The Falkland Islands are quite remarkable, and unlike any other place I have ever visited. For me there is still a real sense of being on the edge of the known world.
It always strikes me that I am standing on one of the world’s last great frontiers – a place where nature is still largely untamed, where vast riches of natural resources still lie untapped and where the people – talented, self-sufficient and warm-hearted – are deeply passionate about being associated with Britain in a way that many of us living in Britain itself today seem to have forgotten.
They are passionate about their “Britishness” precisely because they choose to remember that unlike we British, who have not suffered invasion since 1797, their lives were irrevocably changed by the Argentine invasion just 31 years ago.
Many Falkland Islanders today can remember vividly a time when their elder statesmen were forced on to aircraft at gunpoint to be flown into solitary confinement, when whole settlements were herded into a community hall with just one toilet for more than 100 people and when their homes were ill-used by cold, hungry Argentine troops. And all this just a few years after the Islanders had heard, via the BBC World service, of scores of political prisoners of the then Argentine regime simply disappearing in what became known as the “Dirty War”.

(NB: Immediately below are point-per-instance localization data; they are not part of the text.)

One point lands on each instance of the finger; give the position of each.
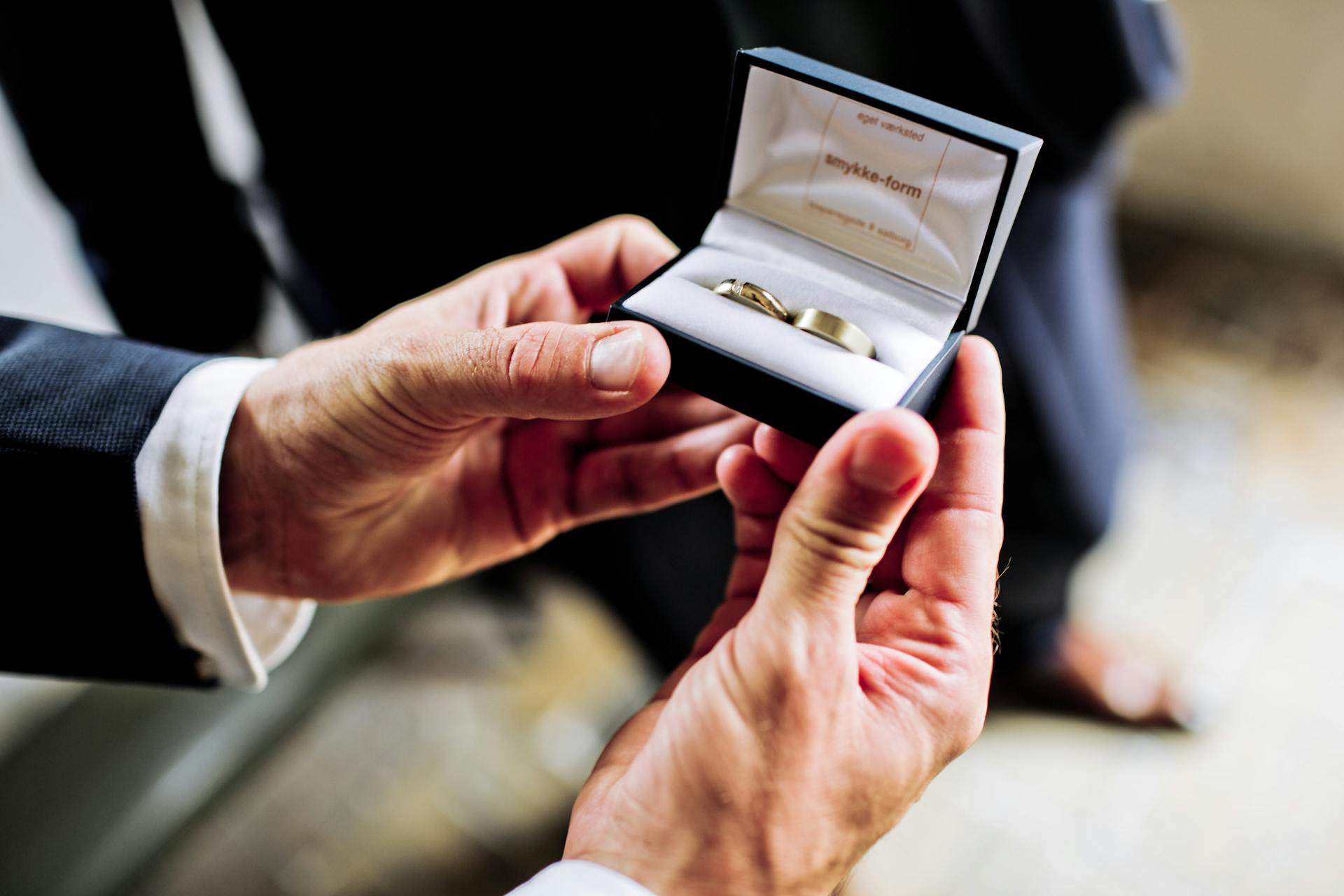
(750, 485)
(841, 519)
(553, 371)
(632, 479)
(787, 456)
(953, 540)
(671, 412)
(604, 261)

Given this history, little wonder then that the Islanders today remain deeply suspicious of the motives of any Argentine government, democratically elected or not.
In any event, in a few months time it will all be academic. On March 10 the Falkland Islanders will hold their own referendum on their political future and their voice will finally be heard.
As I flew out of the Falklands after my tour with the Parachute Regiment, I picked up a copy of The Penguin News to while away some time on the 21-hour flight back to the UK. There I read that plans for the referendum were already underway and that the Islanders were keen to frame a precise, positive and unbiased referendum question on their political future.
The aim is to send a clear message to the international community that it was the Islanders and the Islanders alone who would determine their own fate. Falkland Islands Government Chief Executive Keith Padgett, was quoted as saying that the referendum was an opportunity to show the world that the Islanders were responsible, and that they really knew what form of government they wanted.
But he also warned that if the process was badly managed then there was the potential for disaster. Given the Islanders’ history with their larger South Atlantic neighbour the desire to be seen to be acting in a democratic and unbiased manner is refreshing and I wondered whether President Kirchner might have read the piece.
Given the tone of her letter last week, and the way in which she and her government seem to dismiss out of hand the notion of taking the wishes of the Falkland Islanders into account since they view the population as “implanted”, perhaps not.
I for one am not taking any bets on the Falkland Islanders laying in large stocks of Argentine flags to fly from their rooftops come March 11.